Diese Veränderung sieht auch Alex Turner als zentrales Element für den Sound an, der das sechste Album der Band nun dominiert. Vor zwei Jahren bekam er zum 30. Geburtstag ein Steinway Vertegrand Piano geschenkt. „Ich kam aus dem Urlaub zurück und da stand es. Ich liebe dieses gute Stück einfach. Ich kann hingehen, mich daran setzen und den ganzen Tag daran verbringen. Dass nun ein Klavier in diesem Zimmer steht, hat die Entstehung des Albums definitiv stark beeinflusst, denn es stand plötzlich im Mittelpunkt des Geschehens“, sagt er. Die folgenden Songs bestätigen ihn sogleich: One Point Perspective beginnt fast mit denselben Klavierakkorden wie Something Beautiful von Robbie Williams und wird dann zu einer Seventies-Funk-Ballade. Die prägenden Elemente in American Sports sind Klavier, Synthies und Besenschlagzeug.
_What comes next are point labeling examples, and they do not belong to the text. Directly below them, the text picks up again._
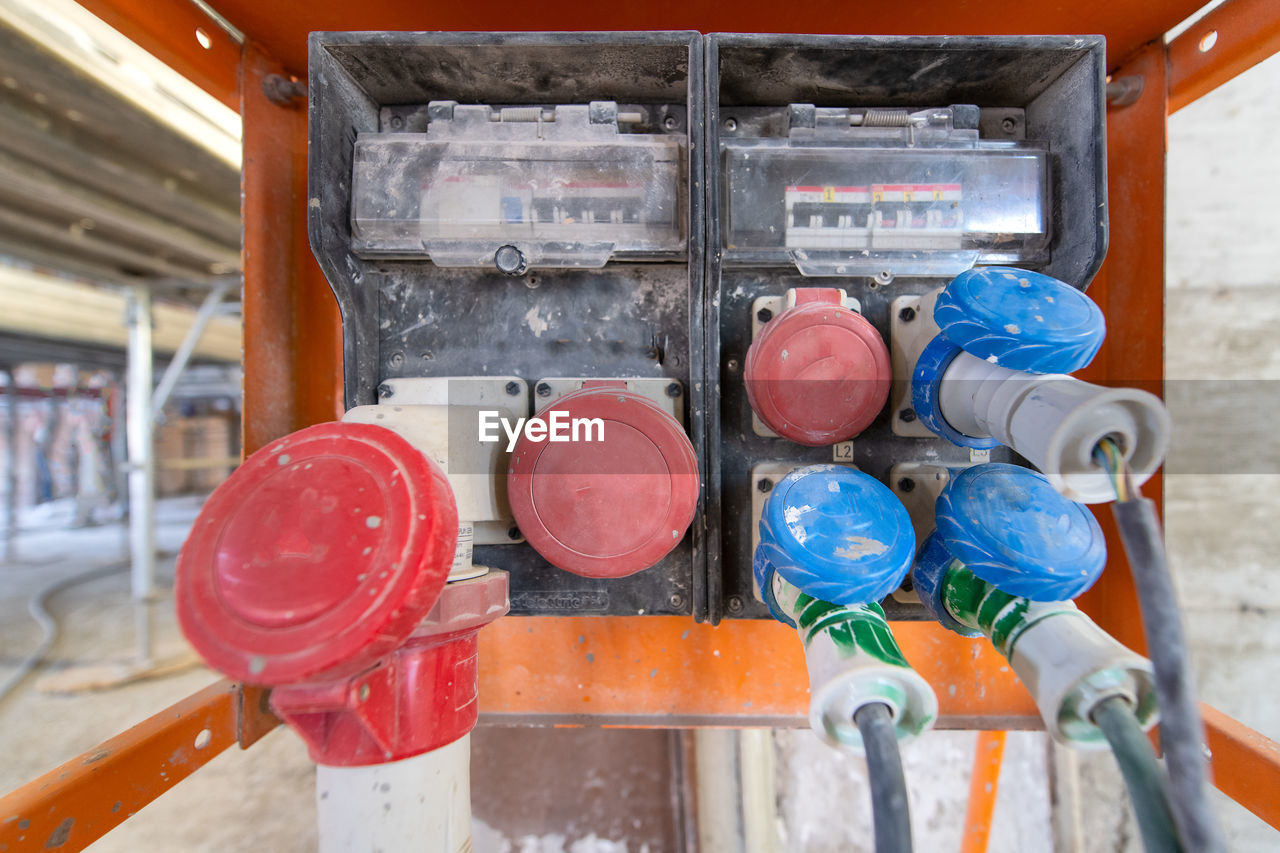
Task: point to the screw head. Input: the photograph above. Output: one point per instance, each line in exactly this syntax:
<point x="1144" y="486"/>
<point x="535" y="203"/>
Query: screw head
<point x="510" y="260"/>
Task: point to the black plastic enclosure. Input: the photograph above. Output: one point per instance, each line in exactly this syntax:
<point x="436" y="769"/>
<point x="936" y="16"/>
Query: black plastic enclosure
<point x="411" y="318"/>
<point x="1046" y="90"/>
<point x="686" y="319"/>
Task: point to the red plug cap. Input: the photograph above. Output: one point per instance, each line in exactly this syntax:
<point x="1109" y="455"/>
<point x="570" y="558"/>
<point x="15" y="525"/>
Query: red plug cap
<point x="818" y="373"/>
<point x="319" y="556"/>
<point x="609" y="507"/>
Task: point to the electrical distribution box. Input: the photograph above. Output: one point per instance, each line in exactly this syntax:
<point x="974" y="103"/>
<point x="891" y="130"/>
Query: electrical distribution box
<point x="538" y="214"/>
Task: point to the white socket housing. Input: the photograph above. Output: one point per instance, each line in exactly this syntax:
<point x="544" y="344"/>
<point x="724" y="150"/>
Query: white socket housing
<point x="1056" y="420"/>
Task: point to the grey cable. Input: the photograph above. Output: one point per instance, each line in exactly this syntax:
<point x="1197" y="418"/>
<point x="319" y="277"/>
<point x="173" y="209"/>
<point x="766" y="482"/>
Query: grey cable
<point x="1182" y="734"/>
<point x="36" y="606"/>
<point x="1142" y="774"/>
<point x="890" y="808"/>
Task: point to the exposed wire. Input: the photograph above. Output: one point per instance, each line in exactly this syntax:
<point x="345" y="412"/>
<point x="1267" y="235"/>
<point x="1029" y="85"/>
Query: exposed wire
<point x="1182" y="733"/>
<point x="1109" y="456"/>
<point x="890" y="808"/>
<point x="37" y="607"/>
<point x="1143" y="776"/>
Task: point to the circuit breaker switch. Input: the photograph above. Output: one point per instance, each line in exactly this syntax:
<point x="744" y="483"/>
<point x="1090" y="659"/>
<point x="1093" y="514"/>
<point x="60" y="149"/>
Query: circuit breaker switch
<point x="818" y="373"/>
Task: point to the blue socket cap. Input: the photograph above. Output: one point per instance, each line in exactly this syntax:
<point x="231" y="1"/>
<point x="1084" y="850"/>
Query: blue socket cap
<point x="1009" y="527"/>
<point x="763" y="571"/>
<point x="926" y="391"/>
<point x="1020" y="320"/>
<point x="927" y="575"/>
<point x="837" y="534"/>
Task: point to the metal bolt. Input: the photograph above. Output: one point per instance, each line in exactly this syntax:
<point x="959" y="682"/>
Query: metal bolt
<point x="510" y="260"/>
<point x="283" y="91"/>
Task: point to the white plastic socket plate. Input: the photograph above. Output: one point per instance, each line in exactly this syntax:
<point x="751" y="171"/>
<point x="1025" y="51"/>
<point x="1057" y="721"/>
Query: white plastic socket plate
<point x="493" y="520"/>
<point x="656" y="389"/>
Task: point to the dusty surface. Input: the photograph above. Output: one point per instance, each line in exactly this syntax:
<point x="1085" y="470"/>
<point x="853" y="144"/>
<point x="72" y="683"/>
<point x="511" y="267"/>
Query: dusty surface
<point x="579" y="790"/>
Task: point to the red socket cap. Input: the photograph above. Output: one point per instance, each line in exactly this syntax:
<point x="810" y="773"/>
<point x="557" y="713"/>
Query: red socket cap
<point x="318" y="556"/>
<point x="818" y="373"/>
<point x="608" y="507"/>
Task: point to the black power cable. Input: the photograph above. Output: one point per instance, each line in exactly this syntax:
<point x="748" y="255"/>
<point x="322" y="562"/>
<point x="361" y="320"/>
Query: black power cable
<point x="1142" y="772"/>
<point x="890" y="810"/>
<point x="1182" y="733"/>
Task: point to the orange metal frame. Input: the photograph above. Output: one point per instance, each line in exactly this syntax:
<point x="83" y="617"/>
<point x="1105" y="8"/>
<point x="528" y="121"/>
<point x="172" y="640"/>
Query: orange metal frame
<point x="644" y="670"/>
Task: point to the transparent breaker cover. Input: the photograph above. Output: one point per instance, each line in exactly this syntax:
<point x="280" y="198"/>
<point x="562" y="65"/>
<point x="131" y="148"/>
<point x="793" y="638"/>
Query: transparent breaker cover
<point x="561" y="185"/>
<point x="885" y="192"/>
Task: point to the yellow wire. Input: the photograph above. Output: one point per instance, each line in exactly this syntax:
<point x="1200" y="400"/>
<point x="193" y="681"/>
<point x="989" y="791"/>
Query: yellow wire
<point x="1114" y="463"/>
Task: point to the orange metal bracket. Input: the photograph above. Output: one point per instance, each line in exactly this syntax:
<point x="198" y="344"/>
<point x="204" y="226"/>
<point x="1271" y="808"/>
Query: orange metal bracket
<point x="988" y="755"/>
<point x="71" y="807"/>
<point x="292" y="328"/>
<point x="176" y="32"/>
<point x="670" y="671"/>
<point x="1130" y="290"/>
<point x="1246" y="765"/>
<point x="1225" y="42"/>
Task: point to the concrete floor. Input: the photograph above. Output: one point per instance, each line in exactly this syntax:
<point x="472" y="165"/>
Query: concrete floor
<point x="1221" y="500"/>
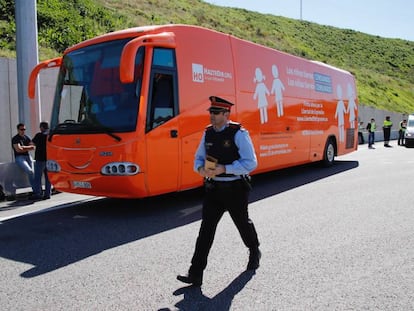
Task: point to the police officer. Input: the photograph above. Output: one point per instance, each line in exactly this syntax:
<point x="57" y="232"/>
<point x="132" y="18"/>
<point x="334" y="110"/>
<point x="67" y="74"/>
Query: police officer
<point x="401" y="132"/>
<point x="224" y="158"/>
<point x="387" y="131"/>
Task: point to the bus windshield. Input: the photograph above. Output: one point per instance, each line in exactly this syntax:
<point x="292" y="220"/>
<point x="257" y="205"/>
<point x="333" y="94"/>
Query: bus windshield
<point x="90" y="97"/>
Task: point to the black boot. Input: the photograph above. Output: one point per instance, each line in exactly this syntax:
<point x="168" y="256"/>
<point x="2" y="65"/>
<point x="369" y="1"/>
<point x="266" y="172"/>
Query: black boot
<point x="190" y="278"/>
<point x="254" y="259"/>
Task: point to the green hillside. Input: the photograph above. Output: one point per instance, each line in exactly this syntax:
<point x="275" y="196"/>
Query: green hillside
<point x="384" y="68"/>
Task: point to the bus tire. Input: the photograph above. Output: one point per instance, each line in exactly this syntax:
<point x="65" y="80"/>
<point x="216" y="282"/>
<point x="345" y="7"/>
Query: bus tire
<point x="329" y="153"/>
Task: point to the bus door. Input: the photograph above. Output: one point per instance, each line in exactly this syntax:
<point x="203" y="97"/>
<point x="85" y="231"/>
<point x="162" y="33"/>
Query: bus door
<point x="161" y="128"/>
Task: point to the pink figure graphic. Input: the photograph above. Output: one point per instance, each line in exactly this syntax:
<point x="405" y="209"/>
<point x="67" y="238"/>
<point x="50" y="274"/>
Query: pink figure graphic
<point x="260" y="94"/>
<point x="339" y="113"/>
<point x="277" y="89"/>
<point x="352" y="106"/>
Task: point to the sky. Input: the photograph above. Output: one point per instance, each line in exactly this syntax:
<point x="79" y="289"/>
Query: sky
<point x="384" y="18"/>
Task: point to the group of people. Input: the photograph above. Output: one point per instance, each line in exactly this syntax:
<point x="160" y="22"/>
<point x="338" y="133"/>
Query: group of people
<point x="386" y="128"/>
<point x="22" y="145"/>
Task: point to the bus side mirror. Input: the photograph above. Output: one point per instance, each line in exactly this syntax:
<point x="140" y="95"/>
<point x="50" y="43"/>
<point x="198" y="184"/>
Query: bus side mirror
<point x="50" y="63"/>
<point x="127" y="64"/>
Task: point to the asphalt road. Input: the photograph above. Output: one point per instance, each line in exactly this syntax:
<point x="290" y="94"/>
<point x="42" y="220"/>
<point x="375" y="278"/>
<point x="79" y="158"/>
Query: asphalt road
<point x="332" y="239"/>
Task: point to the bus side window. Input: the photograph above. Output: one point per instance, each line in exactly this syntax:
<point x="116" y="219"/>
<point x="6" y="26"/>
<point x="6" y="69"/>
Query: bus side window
<point x="162" y="101"/>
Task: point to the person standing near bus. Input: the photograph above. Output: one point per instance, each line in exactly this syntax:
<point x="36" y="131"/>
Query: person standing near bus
<point x="224" y="158"/>
<point x="40" y="164"/>
<point x="22" y="144"/>
<point x="371" y="128"/>
<point x="387" y="131"/>
<point x="401" y="132"/>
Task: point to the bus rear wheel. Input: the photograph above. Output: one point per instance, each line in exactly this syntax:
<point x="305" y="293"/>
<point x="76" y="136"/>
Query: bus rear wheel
<point x="329" y="153"/>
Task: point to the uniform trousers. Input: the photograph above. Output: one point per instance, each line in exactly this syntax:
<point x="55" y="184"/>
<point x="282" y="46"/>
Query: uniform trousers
<point x="219" y="198"/>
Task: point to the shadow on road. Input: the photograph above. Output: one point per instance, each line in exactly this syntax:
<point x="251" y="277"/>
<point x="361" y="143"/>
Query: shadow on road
<point x="195" y="300"/>
<point x="60" y="237"/>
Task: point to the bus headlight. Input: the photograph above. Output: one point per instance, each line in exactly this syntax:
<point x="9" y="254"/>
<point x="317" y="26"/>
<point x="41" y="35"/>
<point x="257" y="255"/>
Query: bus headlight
<point x="120" y="169"/>
<point x="53" y="166"/>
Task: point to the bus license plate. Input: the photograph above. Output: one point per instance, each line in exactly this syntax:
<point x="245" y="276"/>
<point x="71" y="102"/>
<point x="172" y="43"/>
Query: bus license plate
<point x="81" y="184"/>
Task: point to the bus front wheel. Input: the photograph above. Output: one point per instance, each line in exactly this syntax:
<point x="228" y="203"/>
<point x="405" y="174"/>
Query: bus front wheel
<point x="329" y="153"/>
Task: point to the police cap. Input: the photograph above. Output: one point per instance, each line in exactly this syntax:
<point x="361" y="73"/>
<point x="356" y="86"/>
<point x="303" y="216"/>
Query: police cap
<point x="219" y="104"/>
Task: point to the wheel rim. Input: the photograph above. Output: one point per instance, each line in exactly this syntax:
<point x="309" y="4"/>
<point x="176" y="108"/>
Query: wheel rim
<point x="330" y="153"/>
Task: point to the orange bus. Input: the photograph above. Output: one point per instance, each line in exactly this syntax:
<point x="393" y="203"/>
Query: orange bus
<point x="130" y="108"/>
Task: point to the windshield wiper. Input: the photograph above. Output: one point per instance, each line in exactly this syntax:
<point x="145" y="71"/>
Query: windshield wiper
<point x="94" y="125"/>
Natürlich ist das nicht die erste Neuerfindung in der Karriere der Arctic Monkeys. Man erinnere sich an den Aufschrei in der Fangemeinde, als sie – unter dem Einfluss von Produzent Josh Homme – plötzlich versucht haben, harte amerikanische Biker zu sein statt blasse Jungs aus Sheffield. Trotzdem bringt Tranquility Base Hotel & Casino gleich mehrere Probleme mit sich, die zur Frage führen, ob diese Platte (oder die weitere Karriere der Band) besser geworden wäre, wenn James Cook an jenem Tag in L.A. gesagt hätte: „Ist ja ganz nett, dein Geklimper, aber das passt nicht zu uns. Und es rockt nicht.“
Dieses „rockt nicht“ ist Problem #1. Anders als bei allen vorherigen Platten der Band gilt für Tranquility Base Hotel & Casino: Mitsingen ist schwer, tanzen ist noch schwerer und zu dieser Musik auszuflippen, ist unmöglich. Man muss sich unwillkürlich fragen, das bildet Problem #2, wie das live funktionieren soll, womöglich gar im Festival-Kontext und vor allem im Zusammenspiel mit dem älteren Material. Dazu trägt auch bei, das ist Problem #3, dass dies viel mehr wie ein Soloalbum von Alex Turner klingt (den größten Teil des Materials nahm er allein in seinem Heimstudio in L.A. auf, bevor die Band für zusätzliche Aufnahmen mit Produzent James Ford in der Nähe von Paris zusammenkam) als wie ein Album der Arctic Monkeys.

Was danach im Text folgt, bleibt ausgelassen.